七つの曜日が世の中には存在する。
日月火水木金
それが人の定めた七日。
――そう、これは七日だけの物語。
『美少女翻弄学園伝奇SFファンタジー』
みーん、みーん、みーん。
耳に鳴り響く蝉の音が段々と大きくなっていく頃合。……時刻は十時半を挿している。露出した肌にはジリジリと照り付ける太陽の光、でも不思議と汗は掻かない。元々汗を余り掻かない体質だからわたしはとても暑い。体の温度を汗として外に放出できないから。
今わたしは一人の人を待っている。ずっと、ずっと、わたしの事を見ててくれる人で、こんなわたしの事をずっと大事にしてくれているとっても綺麗な人。
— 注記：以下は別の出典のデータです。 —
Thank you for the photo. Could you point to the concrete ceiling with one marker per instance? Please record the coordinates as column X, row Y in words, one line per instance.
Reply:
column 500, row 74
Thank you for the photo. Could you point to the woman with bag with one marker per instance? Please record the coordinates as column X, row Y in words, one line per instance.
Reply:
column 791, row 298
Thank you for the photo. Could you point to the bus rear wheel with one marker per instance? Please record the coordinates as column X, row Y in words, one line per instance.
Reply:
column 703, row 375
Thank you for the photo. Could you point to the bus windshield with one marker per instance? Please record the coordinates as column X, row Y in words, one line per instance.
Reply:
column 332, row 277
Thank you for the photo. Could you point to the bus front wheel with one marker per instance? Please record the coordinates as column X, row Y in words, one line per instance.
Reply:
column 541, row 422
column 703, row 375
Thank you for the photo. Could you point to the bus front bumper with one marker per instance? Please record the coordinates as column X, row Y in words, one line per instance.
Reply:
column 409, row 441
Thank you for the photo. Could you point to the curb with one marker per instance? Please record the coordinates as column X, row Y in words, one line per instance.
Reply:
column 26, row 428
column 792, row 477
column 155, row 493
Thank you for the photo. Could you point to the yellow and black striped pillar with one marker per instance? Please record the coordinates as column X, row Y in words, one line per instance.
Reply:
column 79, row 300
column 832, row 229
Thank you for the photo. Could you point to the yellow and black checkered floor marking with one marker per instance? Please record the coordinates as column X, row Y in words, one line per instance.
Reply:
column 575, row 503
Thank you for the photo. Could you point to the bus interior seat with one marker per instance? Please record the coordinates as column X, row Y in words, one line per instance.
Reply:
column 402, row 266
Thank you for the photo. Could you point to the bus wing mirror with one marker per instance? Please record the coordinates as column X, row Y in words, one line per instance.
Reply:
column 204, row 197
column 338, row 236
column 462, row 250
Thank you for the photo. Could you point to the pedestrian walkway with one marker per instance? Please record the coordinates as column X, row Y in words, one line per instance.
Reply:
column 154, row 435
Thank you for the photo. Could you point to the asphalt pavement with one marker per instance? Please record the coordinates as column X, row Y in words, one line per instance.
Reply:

うーん、服、変じゃないかな……? クルリと回ってみたり……うーん。
あんまりくるくる回ると目、回っちゃうし、人に見られちゃうからやめよ。
「あら、麦わら帽子ね」
そう言われてわたしは顔を上に上げた。
其処に、わたしが待っていた人は居た。
「おはよう御座います、ヒナさん」
ええ、と返してくるヒナさん。
――藤咲ヒナさん。わたしの通う全寮制の附属学院、『聖マリア女学院』の生徒会長さん。一つ年上さんです。普通なら年下の人と付き合うことは殆ど無いんだろうけど、わたしも生徒会の人と云う事で結構良くして貰っています。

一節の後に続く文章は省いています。